Several authorities namely the Lakes and Waterways Development Authority (LAWDA), the Wullar Manasbal Development Authority etc. have been set up to clean and conserve the lakes. About Rs.79 crore have so far been spent by LAWDA on different schemes to conserve Dal Lake. These include setting up of sewage treatment plants, solid waste management, hydraulic works, catchment management works, awareness programme and acquisition of land and structures. The Authority has also relocated about 1,400 families out of 10,000 families living in the lake area. Three Sewage Treatment Plants (STPs) have been constructed to stop unchecked flow of sewage in the Dal waters, but experts say that atleast a dozen big and small STPs are needed to completely check the sewage flow.
Central Government’s Support
The centrally sponsored National Lake Conservation Action Plan initiated in 2001 covers only one water body from Kashmir, the Dal lake. After personally surveying along with the Chief Minister some of the lakes and water bodies of the valley this summer, Shri Jairam Ramesh assured that the entire Rs.1,100 crore comprehensive state plan for Dal cleaning would be funded by the Centre out of which Rs.300 crore have already been allocated. He said, “We need to find the remaining Rs 800 crore for resettlement and rehabilitation of the Dal dwellers.” He also promised liberal funding for other projects. Extending support for restoration of Wullar Lake, Shri Jairam Ramesh said that Rs.386 crore Wullar project would be expedited and Rs.250 crore cleaning project of the Jhelum river, the lifeline of Kashmir, would be taken up on the pattern of Ganga-Yamuna conservation plan. Under it sewage treatment plants in Srinagar city and at Annantnag, Sopore and Baramullah towns located on the Jehlum would be set up.
The Government says that 40 percent of work on the Dal project, scheduled to be completed by 2010, has been completed and the rest would be finished in the next two years. Relocation and rehabilitation of people is always slow who need to be assured of proper and suitable rehabilitation packages and that is bound to speed up reclaiming of encroached areas of the water bodies.
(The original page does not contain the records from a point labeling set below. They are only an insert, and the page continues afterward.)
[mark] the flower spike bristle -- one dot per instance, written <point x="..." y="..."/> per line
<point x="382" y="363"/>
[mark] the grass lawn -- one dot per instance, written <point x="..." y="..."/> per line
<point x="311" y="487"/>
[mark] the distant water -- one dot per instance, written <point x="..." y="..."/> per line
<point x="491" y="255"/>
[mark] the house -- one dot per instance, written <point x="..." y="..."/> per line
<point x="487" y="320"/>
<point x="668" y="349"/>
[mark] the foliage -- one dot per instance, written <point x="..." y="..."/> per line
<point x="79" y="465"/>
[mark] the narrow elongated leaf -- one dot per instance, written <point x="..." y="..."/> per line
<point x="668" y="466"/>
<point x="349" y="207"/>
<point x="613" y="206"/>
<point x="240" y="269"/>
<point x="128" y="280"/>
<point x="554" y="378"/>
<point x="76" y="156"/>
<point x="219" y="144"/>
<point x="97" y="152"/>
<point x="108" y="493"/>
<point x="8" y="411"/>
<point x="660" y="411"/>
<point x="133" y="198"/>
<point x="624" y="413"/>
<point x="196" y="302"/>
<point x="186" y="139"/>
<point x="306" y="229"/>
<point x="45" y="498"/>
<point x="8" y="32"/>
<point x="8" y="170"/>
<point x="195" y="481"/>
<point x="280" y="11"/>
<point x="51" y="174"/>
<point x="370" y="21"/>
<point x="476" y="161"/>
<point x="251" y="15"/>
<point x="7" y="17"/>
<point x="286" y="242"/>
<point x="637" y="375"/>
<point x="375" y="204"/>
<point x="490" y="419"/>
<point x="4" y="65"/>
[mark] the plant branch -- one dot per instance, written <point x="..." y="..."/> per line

There has to be a holistic approach in protecting and rehabilitating the water bodies to almost their pristine glory in which peoples’ active participation is a crucial factor. For this mass awareness has got to be generated so that the common man becomes the custodian of the eco safety of the water bodies. That would be the best insurance against the ‘slow death’ of Kashmir lakes.